Nicholas Wolf


2024

pdf bib
“To Have the ‘Million’ Readers Yet”: Building a Digitally Enhanced Edition of the Bilingual Irish-English Newspaper an Gaodhal (1881-1898)
Oksana Dereza | Deirdre Ní Chonghaile | Nicholas Wolf
Proceedings of the Third Workshop on Language Technologies for Historical and Ancient Languages (LT4HALA) @ LREC-COLING-2024

This paper introduces the ‘An Gaodhal’ project, which aims to serve the historically under-resourced and endangered language of Irish (known as Gaeilge) by providing new digital tools and resources. The initial goal of the project was the extraction of full text of ‘An Gaodhal’, a monthly bilingual Irish-English newspaper produced from 1881 to 1898, to the highest possible degree of accuracy via Optical Character Recognition (OCR), with a view to making its printed content searchable. The methodology applied toward achieving this goal yielded additional digital outputs including: 1. a new OCR model for the Irish language as printed in Cló Gaelach type; 2. a new OCR model for bilingual Irish-English content printed in Cló Gaelach and Roman types respectively; 3. a BART-based OCR post-correction model for historical bilingual Irish-English data; 4. a historical Irish training set for Named Entity Recognition (NER).

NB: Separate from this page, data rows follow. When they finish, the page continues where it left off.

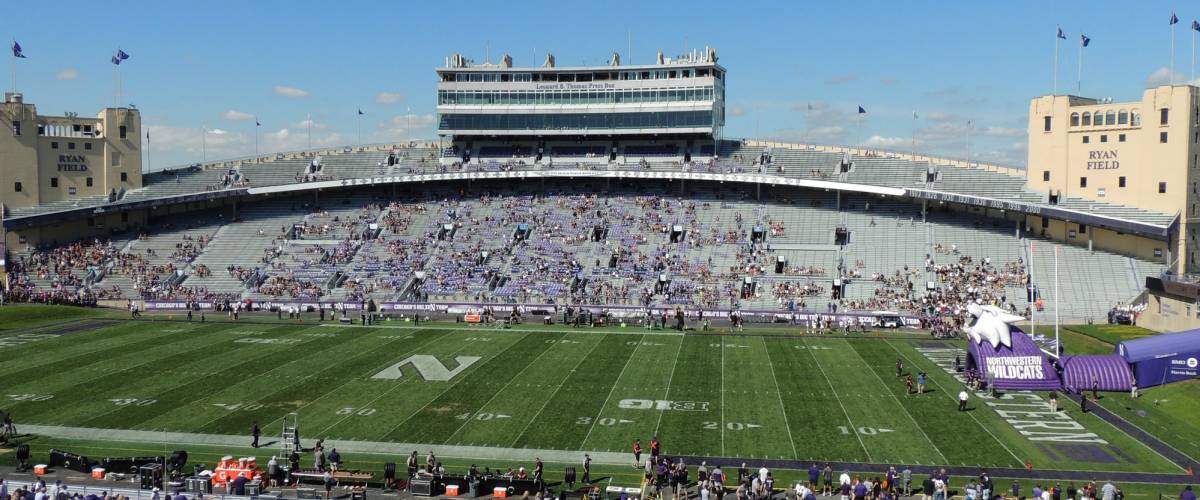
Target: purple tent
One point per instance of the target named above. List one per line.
(1110, 373)
(1163, 359)
(1020, 367)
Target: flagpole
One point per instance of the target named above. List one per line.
(1056, 303)
(913, 149)
(1079, 79)
(1033, 293)
(1056, 64)
(969, 143)
(1173, 48)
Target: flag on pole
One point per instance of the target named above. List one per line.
(119, 56)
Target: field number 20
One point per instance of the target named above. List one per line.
(731, 426)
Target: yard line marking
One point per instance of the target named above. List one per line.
(460, 329)
(849, 420)
(615, 384)
(1019, 461)
(723, 397)
(114, 372)
(289, 385)
(869, 368)
(159, 393)
(449, 386)
(783, 408)
(497, 393)
(555, 392)
(335, 390)
(666, 392)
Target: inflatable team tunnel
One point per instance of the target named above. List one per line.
(1162, 359)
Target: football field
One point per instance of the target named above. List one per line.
(777, 395)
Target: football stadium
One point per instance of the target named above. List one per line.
(582, 285)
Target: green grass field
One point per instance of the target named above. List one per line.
(750, 396)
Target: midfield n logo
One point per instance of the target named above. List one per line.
(430, 368)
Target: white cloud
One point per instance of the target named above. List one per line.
(841, 79)
(828, 134)
(1002, 132)
(289, 91)
(888, 142)
(184, 145)
(406, 126)
(939, 116)
(389, 98)
(310, 122)
(1163, 77)
(235, 115)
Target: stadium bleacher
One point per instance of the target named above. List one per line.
(307, 248)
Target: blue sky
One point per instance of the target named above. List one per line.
(215, 64)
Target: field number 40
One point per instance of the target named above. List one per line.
(731, 426)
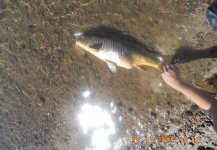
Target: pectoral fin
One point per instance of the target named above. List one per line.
(111, 65)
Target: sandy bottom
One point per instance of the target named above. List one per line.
(55, 96)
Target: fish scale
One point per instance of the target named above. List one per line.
(118, 52)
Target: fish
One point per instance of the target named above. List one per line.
(116, 51)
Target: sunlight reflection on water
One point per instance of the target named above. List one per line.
(99, 120)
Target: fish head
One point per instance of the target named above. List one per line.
(89, 43)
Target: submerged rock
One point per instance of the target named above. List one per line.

All but the first of these four additional outputs appear to be the first of their kind. Each of the project outputs, including the full-text OCR outputs in ALTO XML format, is set for public release to enable open-access research. The paper also identifies the challenges historical Irish data poses to Natural Language Processing (NLP) in general and OCR in particular, and reports on project results and outputs to date. Finally, it contextualises the project within the wider field of NLP and considers its potential impact on under-resourced languages worldwide.